Matteo Renzi è andato a ”Porta a Porta” da Bruno Vespa. Ha parlato di immigrati, ma lo ha fatto a modo suo: autoassolvendosi. A Renzi non basta avere ragione, occorre che anche la Storia coincida con la narrazione sull’ineluttabilità della sua ascesa al potere. Come a dire: “Non sono qui per un caso, ma per un destino”. Per giustificare il business dell’accoglienza dei clandestini il premier torna indietro nel tempo, fino a quella maledetta primavera del 2011 quando la coalizione occidentale decise di staccare la spina al satrapo Gheddafi. “Quella guerra fu un errore”, sentenzia Renzi. E aggiunge: fu colpa del Governo guidato da Silvio Berlusconi. E di nessun altro. Ma come di nessun altro?

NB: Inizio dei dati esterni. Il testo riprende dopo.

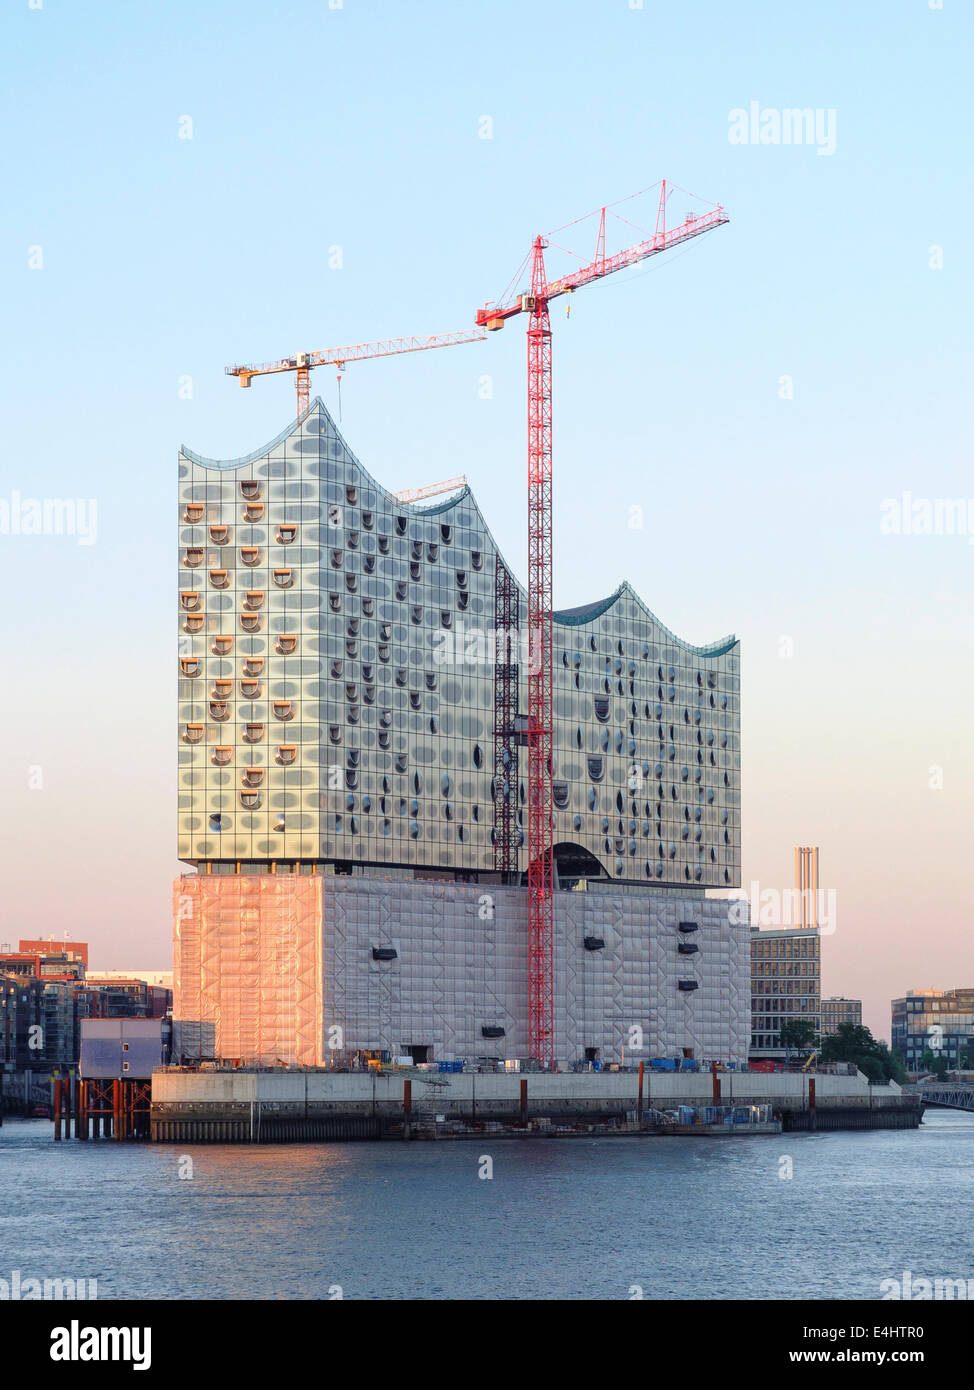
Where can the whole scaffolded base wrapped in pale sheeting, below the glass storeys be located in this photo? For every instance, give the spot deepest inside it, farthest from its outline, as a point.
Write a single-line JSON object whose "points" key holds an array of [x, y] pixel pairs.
{"points": [[283, 968]]}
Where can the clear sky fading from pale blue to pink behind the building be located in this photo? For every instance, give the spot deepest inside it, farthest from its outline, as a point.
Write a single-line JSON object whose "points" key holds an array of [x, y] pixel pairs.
{"points": [[765, 433]]}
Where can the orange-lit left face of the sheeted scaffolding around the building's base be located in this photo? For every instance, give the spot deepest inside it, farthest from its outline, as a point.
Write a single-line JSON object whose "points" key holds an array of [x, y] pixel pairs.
{"points": [[248, 970]]}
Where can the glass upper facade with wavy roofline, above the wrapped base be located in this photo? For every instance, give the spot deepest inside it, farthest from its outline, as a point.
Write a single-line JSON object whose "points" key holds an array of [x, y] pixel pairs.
{"points": [[337, 692]]}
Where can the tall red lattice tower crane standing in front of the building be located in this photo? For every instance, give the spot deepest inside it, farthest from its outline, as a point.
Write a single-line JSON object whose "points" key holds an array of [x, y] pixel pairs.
{"points": [[534, 302]]}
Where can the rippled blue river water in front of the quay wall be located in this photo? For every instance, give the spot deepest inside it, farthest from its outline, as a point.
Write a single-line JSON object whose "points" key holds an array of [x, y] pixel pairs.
{"points": [[584, 1218]]}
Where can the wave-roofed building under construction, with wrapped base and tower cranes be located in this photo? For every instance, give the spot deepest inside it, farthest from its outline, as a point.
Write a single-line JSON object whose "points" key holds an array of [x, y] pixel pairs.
{"points": [[427, 815]]}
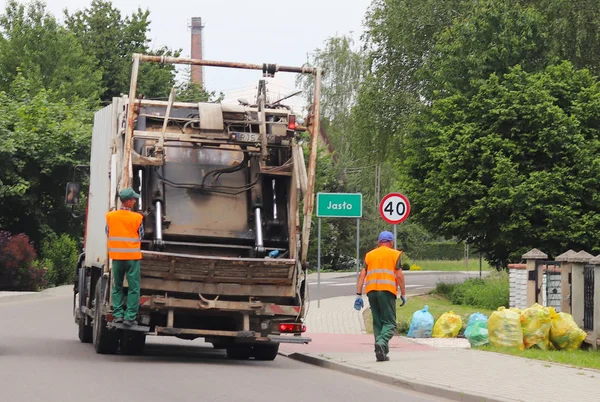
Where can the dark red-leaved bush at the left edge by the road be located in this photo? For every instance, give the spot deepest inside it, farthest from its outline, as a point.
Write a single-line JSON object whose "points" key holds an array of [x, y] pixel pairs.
{"points": [[17, 268]]}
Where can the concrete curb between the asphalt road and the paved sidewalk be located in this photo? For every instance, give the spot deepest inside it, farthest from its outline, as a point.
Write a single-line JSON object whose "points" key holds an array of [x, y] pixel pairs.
{"points": [[410, 384]]}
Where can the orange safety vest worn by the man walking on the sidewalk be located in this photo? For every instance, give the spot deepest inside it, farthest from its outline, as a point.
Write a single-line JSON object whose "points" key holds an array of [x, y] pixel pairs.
{"points": [[381, 267]]}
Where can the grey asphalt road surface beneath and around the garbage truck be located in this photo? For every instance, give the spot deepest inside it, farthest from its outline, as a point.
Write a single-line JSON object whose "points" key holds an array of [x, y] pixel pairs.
{"points": [[41, 359]]}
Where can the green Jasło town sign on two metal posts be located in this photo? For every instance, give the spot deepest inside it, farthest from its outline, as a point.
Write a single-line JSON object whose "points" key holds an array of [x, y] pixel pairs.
{"points": [[337, 205]]}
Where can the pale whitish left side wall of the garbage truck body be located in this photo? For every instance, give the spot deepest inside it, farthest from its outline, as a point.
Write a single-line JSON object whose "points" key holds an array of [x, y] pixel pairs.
{"points": [[105, 126]]}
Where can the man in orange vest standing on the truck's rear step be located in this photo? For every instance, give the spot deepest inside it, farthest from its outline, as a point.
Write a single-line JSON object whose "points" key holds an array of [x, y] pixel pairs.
{"points": [[125, 231]]}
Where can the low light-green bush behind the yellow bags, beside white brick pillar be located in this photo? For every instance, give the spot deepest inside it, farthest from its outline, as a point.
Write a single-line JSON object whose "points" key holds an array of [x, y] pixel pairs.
{"points": [[491, 292]]}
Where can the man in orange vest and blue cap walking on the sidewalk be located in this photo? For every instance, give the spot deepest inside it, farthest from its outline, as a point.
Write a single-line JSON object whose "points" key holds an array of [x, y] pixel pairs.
{"points": [[383, 275]]}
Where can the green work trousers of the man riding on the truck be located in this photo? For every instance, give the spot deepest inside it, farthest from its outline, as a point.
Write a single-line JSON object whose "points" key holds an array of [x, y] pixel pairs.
{"points": [[131, 269]]}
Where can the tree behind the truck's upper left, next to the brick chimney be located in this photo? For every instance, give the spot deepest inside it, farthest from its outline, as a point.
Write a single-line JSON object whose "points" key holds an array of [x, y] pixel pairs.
{"points": [[112, 39]]}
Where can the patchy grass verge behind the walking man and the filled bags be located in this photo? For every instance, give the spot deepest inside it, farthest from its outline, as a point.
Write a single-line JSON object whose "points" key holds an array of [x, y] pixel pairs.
{"points": [[437, 306]]}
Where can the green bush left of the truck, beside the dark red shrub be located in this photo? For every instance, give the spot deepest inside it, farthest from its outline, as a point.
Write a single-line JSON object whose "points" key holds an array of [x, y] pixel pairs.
{"points": [[60, 257]]}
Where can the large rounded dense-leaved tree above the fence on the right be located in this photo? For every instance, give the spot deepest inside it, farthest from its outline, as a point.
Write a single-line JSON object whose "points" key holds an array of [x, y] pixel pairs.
{"points": [[513, 165]]}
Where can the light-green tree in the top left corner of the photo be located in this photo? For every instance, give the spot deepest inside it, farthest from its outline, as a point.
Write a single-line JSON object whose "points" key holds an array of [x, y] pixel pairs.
{"points": [[47, 55]]}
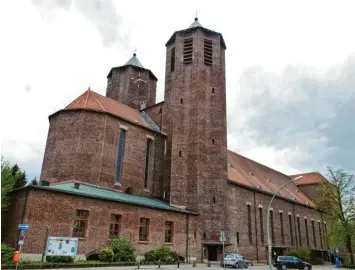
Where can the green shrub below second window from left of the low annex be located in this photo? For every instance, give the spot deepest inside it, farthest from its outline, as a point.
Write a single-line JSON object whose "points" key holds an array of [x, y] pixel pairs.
{"points": [[123, 250]]}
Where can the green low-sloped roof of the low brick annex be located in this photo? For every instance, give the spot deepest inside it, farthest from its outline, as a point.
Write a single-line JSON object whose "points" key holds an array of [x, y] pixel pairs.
{"points": [[101, 193]]}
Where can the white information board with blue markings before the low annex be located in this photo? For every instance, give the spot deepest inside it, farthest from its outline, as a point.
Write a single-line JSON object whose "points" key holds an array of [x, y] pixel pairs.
{"points": [[62, 246]]}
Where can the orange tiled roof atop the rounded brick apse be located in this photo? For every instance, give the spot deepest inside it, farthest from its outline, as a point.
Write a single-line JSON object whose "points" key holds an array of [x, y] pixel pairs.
{"points": [[91, 100]]}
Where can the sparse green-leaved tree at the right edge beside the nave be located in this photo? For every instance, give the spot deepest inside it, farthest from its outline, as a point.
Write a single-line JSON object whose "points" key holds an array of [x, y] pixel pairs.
{"points": [[336, 199]]}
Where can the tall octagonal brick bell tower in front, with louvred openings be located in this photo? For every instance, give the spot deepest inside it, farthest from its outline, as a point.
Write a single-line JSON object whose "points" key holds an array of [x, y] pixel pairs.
{"points": [[195, 120]]}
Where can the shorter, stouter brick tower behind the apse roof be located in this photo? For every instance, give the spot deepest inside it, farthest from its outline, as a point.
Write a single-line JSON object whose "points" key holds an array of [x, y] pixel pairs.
{"points": [[132, 84]]}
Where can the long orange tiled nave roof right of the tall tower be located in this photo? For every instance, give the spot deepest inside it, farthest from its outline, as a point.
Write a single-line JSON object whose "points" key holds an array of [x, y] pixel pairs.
{"points": [[247, 172]]}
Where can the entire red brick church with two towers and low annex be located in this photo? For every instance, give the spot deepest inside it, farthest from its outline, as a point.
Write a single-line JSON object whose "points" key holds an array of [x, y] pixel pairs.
{"points": [[160, 173]]}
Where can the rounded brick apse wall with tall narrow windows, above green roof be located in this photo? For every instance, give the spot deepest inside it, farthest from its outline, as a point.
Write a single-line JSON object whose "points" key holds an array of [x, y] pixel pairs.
{"points": [[83, 145]]}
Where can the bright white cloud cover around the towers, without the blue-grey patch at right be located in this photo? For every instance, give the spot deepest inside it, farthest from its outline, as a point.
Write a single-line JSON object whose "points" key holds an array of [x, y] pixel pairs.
{"points": [[50, 55]]}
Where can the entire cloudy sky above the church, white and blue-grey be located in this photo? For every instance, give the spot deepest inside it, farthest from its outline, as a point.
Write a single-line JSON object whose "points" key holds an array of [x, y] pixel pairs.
{"points": [[290, 71]]}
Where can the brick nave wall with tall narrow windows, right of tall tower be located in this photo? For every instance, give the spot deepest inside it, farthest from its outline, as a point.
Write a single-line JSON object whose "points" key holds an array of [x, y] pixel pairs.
{"points": [[237, 200]]}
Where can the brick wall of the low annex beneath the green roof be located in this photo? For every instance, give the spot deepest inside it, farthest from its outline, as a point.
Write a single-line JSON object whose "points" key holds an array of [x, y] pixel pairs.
{"points": [[58, 210]]}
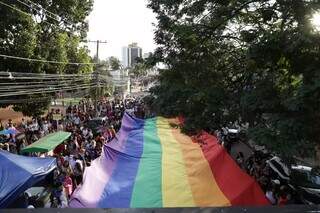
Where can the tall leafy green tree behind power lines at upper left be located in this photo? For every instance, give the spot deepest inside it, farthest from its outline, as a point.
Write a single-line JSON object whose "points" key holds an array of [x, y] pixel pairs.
{"points": [[40, 35]]}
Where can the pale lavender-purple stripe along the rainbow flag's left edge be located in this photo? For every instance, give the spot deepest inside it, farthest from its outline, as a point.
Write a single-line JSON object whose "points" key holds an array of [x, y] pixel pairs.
{"points": [[98, 175]]}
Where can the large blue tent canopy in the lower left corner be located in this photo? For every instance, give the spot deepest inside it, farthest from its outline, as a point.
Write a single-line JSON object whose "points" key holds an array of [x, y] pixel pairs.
{"points": [[18, 173]]}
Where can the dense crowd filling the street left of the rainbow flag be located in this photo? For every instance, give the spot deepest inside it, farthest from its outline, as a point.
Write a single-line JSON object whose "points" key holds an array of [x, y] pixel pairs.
{"points": [[91, 126]]}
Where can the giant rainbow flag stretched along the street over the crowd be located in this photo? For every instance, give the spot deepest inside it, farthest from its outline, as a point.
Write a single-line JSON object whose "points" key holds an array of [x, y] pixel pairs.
{"points": [[151, 165]]}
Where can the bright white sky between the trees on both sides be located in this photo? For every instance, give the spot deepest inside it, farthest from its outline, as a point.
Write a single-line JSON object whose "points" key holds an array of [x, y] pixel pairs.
{"points": [[121, 22]]}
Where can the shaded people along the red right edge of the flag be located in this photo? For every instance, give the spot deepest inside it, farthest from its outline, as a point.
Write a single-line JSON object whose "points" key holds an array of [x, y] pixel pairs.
{"points": [[256, 165]]}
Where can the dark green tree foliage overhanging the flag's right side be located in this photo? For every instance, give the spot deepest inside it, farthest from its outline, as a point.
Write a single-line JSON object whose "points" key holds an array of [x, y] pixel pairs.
{"points": [[252, 60]]}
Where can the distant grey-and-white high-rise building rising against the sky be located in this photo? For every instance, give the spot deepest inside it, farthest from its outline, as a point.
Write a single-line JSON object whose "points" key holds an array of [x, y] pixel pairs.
{"points": [[130, 55]]}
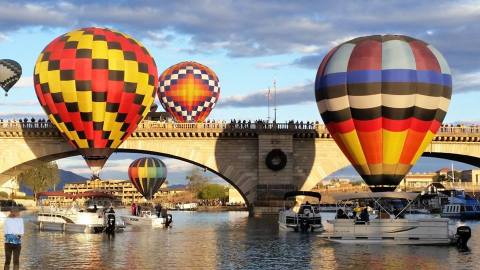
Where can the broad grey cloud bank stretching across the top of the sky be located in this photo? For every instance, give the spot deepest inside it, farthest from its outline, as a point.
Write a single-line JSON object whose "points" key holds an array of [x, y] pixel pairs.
{"points": [[272, 27]]}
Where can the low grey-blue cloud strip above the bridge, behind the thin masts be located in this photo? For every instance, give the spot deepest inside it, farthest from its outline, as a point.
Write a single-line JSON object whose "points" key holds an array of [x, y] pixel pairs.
{"points": [[287, 96]]}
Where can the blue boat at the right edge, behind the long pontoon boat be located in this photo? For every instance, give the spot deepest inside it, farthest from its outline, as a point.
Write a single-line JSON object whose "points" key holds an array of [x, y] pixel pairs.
{"points": [[461, 206]]}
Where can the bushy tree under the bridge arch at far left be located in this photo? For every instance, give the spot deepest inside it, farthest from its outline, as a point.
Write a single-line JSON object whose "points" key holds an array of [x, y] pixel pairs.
{"points": [[40, 178]]}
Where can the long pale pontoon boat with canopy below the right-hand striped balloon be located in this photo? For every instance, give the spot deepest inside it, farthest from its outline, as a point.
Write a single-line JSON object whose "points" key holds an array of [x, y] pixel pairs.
{"points": [[390, 226]]}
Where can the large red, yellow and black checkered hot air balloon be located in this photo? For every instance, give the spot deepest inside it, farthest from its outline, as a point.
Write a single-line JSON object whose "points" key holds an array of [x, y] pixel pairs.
{"points": [[95, 85]]}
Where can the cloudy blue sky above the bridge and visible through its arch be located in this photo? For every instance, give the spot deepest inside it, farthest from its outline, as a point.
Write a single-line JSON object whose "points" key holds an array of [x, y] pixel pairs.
{"points": [[248, 44]]}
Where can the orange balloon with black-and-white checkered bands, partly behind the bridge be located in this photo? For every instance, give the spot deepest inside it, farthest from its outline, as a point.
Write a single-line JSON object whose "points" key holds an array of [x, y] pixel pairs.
{"points": [[188, 91]]}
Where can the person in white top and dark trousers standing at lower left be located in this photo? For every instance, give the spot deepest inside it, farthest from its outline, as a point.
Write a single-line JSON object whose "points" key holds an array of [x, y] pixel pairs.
{"points": [[13, 231]]}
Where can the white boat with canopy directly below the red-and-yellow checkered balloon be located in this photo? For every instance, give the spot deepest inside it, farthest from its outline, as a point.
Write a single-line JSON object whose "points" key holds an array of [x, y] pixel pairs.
{"points": [[76, 218]]}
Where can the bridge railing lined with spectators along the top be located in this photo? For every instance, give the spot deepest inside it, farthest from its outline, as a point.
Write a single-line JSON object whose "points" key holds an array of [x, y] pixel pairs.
{"points": [[148, 125]]}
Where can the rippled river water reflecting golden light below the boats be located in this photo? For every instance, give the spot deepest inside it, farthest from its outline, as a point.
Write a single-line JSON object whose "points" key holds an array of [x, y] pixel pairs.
{"points": [[227, 240]]}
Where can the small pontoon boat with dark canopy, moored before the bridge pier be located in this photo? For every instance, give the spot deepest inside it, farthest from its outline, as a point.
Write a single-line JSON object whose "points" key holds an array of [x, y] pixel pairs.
{"points": [[305, 218]]}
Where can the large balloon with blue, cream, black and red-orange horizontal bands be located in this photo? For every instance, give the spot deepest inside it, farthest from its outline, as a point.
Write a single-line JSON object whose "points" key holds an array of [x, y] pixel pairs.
{"points": [[383, 98]]}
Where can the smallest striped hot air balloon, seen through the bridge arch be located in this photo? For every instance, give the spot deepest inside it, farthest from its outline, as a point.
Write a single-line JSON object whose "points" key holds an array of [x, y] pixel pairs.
{"points": [[147, 174]]}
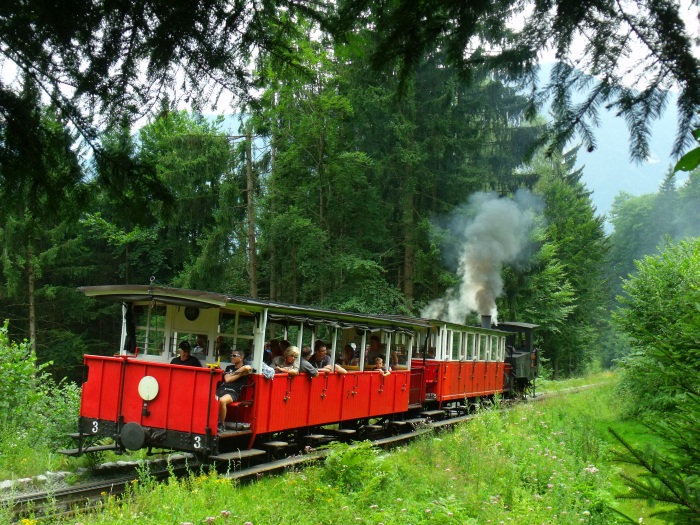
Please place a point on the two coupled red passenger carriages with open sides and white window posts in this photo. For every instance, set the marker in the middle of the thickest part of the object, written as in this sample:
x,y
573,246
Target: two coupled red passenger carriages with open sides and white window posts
x,y
139,399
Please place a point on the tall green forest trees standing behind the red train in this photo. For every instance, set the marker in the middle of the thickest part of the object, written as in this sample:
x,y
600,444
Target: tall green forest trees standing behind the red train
x,y
347,185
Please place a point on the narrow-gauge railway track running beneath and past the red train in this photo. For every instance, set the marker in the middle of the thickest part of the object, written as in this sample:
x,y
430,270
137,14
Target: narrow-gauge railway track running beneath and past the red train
x,y
65,502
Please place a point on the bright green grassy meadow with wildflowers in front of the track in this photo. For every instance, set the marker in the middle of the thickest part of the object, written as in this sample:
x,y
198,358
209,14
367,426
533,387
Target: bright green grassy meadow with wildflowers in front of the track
x,y
540,463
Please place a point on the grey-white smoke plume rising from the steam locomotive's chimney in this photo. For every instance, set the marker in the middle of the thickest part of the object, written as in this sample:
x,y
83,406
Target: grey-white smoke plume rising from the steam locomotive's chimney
x,y
491,232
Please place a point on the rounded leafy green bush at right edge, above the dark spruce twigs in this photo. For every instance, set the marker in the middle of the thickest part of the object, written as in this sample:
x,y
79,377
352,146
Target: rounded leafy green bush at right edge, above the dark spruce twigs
x,y
660,316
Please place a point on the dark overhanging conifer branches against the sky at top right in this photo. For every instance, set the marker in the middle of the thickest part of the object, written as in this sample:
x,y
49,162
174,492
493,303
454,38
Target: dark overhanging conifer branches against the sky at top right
x,y
406,31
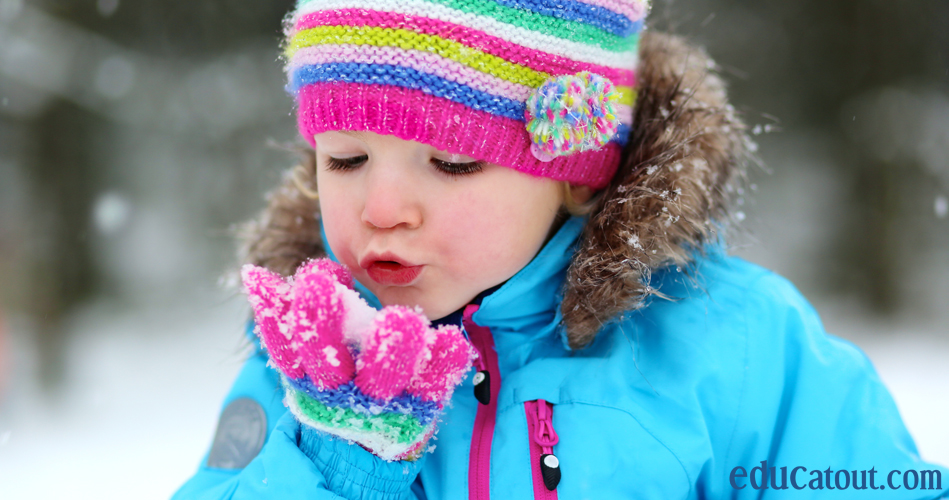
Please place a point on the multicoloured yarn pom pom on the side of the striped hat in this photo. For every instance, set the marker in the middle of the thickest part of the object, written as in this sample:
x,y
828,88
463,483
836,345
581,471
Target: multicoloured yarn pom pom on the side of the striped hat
x,y
571,113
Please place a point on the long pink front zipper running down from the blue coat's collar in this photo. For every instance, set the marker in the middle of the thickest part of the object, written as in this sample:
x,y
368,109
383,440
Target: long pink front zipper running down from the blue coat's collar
x,y
479,458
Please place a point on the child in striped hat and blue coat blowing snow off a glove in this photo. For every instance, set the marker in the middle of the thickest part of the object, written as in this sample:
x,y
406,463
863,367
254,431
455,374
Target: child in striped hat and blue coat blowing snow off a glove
x,y
499,165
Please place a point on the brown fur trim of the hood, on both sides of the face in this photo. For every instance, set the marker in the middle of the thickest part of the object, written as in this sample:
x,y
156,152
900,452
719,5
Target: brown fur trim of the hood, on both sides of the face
x,y
670,196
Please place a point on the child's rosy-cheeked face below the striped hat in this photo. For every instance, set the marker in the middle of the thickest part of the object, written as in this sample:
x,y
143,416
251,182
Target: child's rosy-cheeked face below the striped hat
x,y
453,236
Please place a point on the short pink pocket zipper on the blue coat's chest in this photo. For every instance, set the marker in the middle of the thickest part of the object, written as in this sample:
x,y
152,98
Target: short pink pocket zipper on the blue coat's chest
x,y
545,467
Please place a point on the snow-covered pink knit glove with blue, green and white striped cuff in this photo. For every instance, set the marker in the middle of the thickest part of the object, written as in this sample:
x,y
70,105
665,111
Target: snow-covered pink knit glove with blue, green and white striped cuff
x,y
379,378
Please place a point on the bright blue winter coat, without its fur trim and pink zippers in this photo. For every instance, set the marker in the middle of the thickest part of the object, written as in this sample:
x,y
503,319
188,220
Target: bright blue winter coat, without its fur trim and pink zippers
x,y
681,399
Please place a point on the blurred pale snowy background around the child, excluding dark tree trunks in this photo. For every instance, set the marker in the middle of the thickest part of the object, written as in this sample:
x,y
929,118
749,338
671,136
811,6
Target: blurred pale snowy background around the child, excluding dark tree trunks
x,y
181,154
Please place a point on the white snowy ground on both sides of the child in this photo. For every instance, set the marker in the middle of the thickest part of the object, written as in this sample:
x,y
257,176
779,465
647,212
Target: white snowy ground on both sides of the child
x,y
144,389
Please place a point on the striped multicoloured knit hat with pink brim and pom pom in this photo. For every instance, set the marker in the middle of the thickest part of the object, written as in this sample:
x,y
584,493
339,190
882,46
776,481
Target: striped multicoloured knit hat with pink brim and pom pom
x,y
542,86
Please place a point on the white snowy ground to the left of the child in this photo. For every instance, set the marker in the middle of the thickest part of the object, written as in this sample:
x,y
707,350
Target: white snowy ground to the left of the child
x,y
137,412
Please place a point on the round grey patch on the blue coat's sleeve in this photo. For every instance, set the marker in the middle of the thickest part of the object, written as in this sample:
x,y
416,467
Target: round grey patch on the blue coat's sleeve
x,y
240,435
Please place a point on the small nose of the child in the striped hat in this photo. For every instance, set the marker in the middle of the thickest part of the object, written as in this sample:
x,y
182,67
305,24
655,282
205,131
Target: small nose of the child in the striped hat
x,y
392,198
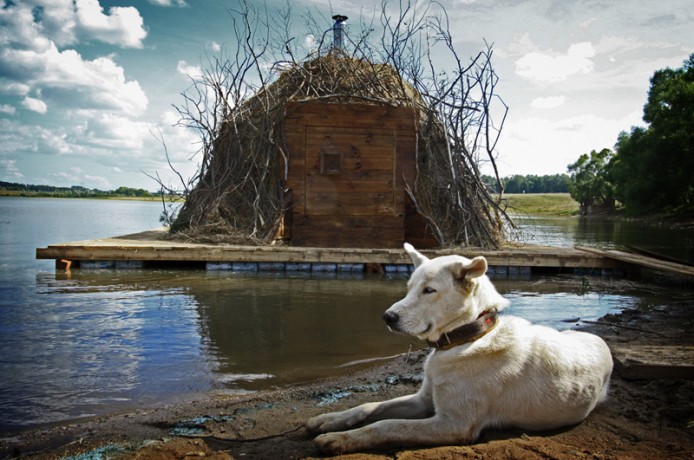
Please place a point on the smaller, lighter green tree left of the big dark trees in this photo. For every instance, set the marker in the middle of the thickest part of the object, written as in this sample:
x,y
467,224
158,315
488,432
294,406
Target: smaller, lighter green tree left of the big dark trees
x,y
589,181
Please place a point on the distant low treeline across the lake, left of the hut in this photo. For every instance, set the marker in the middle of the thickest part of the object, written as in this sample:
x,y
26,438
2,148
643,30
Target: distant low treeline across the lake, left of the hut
x,y
76,191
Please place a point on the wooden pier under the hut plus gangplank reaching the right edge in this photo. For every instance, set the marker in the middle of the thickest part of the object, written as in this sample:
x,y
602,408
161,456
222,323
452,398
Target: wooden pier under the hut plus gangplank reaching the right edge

Perfino il solitamente accomodante Bruno Vespa gli fa notare che la scelta di trascinare il nostro Paese a combattere l’“alleato” Gheddafi fu presa dall’allora Presidente della Repubblica Giorgio Napolitano con la contrarietà di Berlusconi. Vespa racconta di essere stato testimone della drammatica riunione al teatro dell’Opera di Roma, il 17 marzo 2011. Il Presidente della Repubblica aveva assicurato agli alleati la partecipazione italiana alla missione militare e pretendeva che Governo e Parlamento lo appoggiassero. In quell’occasione, commenta lapidario Vespa, Berlusconi fu messo sotto da Napolitano. Ma Renzi non ci sta a sentir dire cose che contraddicono la sua “verità” e ribatte: Berlusconi era il presidente del Consiglio, quindi toccava a lui decidere e non può prendersela con nessuno, non può dire: è stata colpa di quello o di quell’altro. Per quanto sia duro ammetterlo, Renzi il cinico tocca un nervo scoperto. Berlusconi mancò, nelle ore decisive, della sufficiente forza per rovesciare il tavolo e minacciare. Sì, minacciare tutti: i capi di governi alleati che lo pugnalavano alle spalle e i vertici delle istituzioni italiane che gli scavavano la fossa sotto i piedi. Purtroppo non è andata così e ne scontiamo ancora oggi lo conseguenze. Ma sentire Renzi assolvere quelli della sua parte politica è troppo. Non ci siamo rincitrulliti al punto da dimenticare l’atmosfera dei primi del 2011: l’alba di quella follia chiamata “primavera araba”. Non passava giorno che la combriccola degli “indignati” del Partito Democratico non attaccasse Berlusconi per le sue presunte amicizie pericolose con satrapi e piccoli tiranni. Lo hanno sbeffeggiato e sputtanato in tutti i modi possibili.

Per il circo mediatico, che funzionò da quinta colonna degli interessi stranieri nel condizionare la posizione italiana, frequentare un tiranno faceva di Berlusconi stesso un tiranno da abbattere. In quel momento la stella di Barack Obama era in ascesa e Berlusconi rappresentava il passato da spazzare via. Non abbiamo dimenticato quando a sinistra a gran voce, con qualche sussurro interessato anche dalle parti del centrodestra, si diceva: “Meno male che c’è Napolitano”. Altro che libertà per la Libia! Era il petrolio il boccone ghiotto a cui ambivano il francese Nicolas Sarkozy e il britannico David Cameron. I due brigarono con la signora Hillary Clinton, la stessa gentildonna che Renzi e compagni non vedono l’ora di festeggiare come nuova inquilina della Casa Bianca, per fottere l’Italia eliminando Gheddafi. E ci sono riusciti: la destabilizzazione libica ha prodotto, a cascata, l’emarginazione italiana nelle partite aperte sullo scacchiere europeo e mediterraneo.

Ma questo Renzi non lo dice. Meglio tacere sul punto e limitarsi a enfatizzare il dato oggettivo: fu Berlusconi a dare l’ordine di partecipare alla coalizione occidentale contro Gheddafi. È drammaticamente vero: fu, per il leone di Arcore, l’unico, grande errore di una storia politica altrimenti costellata di geniali intuizioni. Per tutto c’è un prezzo, anche per la sconfitta. Ascoltare uno spudorato giovanotto che ribalta la verità storica pur di compiacere amici nostrani e protettori stranieri è parte di quel prezzo da pagare. Fino a quando?